Location: Jean Mayer Human Nutrition Research Center On Aging
2017 Annual Report
Objectives
LAB Name: Bone Metabolism
1. Determine the effects of dietary and supplemental vitamin D and related nutrients in the prevention and progression of musculoskeletal performance and dysfunction, glucose homeostasis and type 2 diabetes, and other chronic diseases.
1.A. The impact of supplemental vitamin D on serum 25-hydroxyvitamin D (25OHD) levels and short-term indicators of physical function.
1.B. Determine the impact of vitamin D3-omega3-home exercise on aging.
1.C. Determine the effect of supplemental vitamin D on incident of diabetes in subjects with pre-diabetes.
1.D. Determine the effect of supplemental vitamin D on glucose tolerance in subjects with established diabetes.
2. Determine the effects of dietary acid-base balance on bone and muscle metabolism and function.
2.A. Conduct a dose-finding trial of the musculoskeletal benefits of bicarbonate in older adults.

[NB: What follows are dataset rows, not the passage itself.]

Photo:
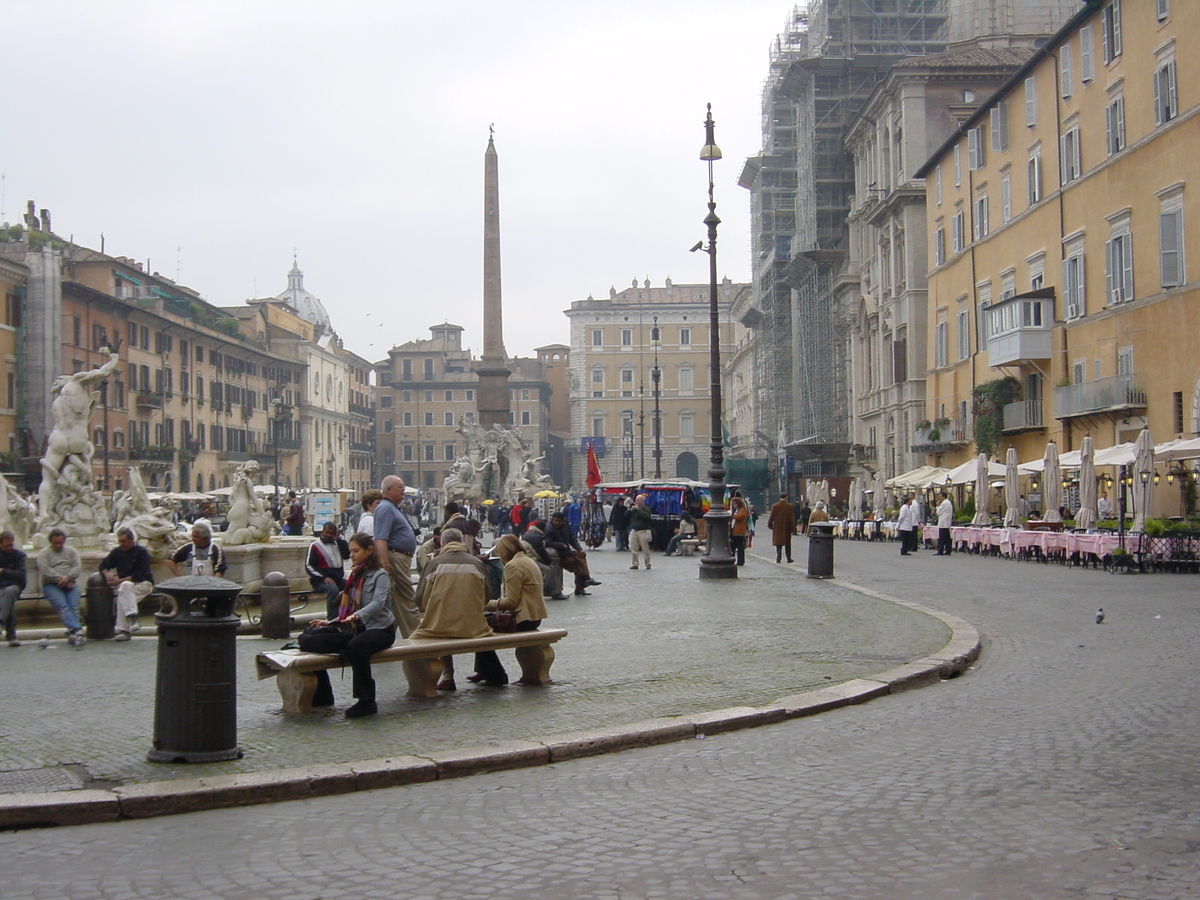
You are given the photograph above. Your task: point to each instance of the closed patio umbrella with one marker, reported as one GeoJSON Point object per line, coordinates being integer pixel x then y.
{"type": "Point", "coordinates": [1086, 515]}
{"type": "Point", "coordinates": [983, 493]}
{"type": "Point", "coordinates": [1012, 491]}
{"type": "Point", "coordinates": [1143, 480]}
{"type": "Point", "coordinates": [1051, 489]}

3. Define the contributions of vitamin D absorption, metabolism, and genetic variation in regulating the circulating levels of 25-hydroxyvitamin D and other metabolites.
3.A. Conduct a pilot study of the effect of dietary fat type and amount on vitamin D3 absorption.
LAB NAME: Vitamin K
1: To characterize dietary factors, including food composition and nutrient-nutrient interactions, and non-dietary factors, such as genetics, that contribute to the inter-individual variation in vitamin K intake, bioavailability, and utilization and vitamin K metabolite production.

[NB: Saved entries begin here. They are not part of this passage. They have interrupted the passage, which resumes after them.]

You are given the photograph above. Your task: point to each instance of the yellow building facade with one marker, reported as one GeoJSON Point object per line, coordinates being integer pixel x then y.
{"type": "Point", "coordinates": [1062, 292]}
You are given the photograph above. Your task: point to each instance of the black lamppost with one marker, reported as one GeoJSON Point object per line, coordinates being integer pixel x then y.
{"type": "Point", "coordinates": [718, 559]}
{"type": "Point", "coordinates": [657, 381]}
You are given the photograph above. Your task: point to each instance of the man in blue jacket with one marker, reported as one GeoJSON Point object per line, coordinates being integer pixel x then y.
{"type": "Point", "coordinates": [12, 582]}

1.1: To study the influence of foods and single nutrients on the distribution, bioavailability and function of different forms of vitamin K and their metabolites.

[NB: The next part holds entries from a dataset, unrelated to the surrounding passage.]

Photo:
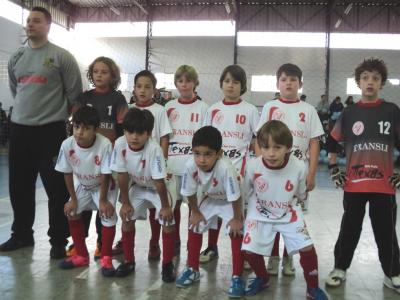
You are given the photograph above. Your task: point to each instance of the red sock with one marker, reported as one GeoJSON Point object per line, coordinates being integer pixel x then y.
{"type": "Point", "coordinates": [257, 263]}
{"type": "Point", "coordinates": [213, 235]}
{"type": "Point", "coordinates": [237, 256]}
{"type": "Point", "coordinates": [275, 249]}
{"type": "Point", "coordinates": [155, 227]}
{"type": "Point", "coordinates": [285, 252]}
{"type": "Point", "coordinates": [128, 245]}
{"type": "Point", "coordinates": [168, 247]}
{"type": "Point", "coordinates": [177, 218]}
{"type": "Point", "coordinates": [194, 245]}
{"type": "Point", "coordinates": [107, 238]}
{"type": "Point", "coordinates": [309, 262]}
{"type": "Point", "coordinates": [77, 230]}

1.2: To measure key foods to monitor changes in the food supply that affect vitamin K content
1.3: Identify genetic factors involved in vitamin K metabolism.
2: Determine the role(s) and mechanism(s) of action for vitamin K beyond its essential role in coagulation, including the role of vitamin K in the prevention of abnormal non-skeletal calcification and the mechanisms of vitamin K action not currently explained by its role as an enzyme cofactor.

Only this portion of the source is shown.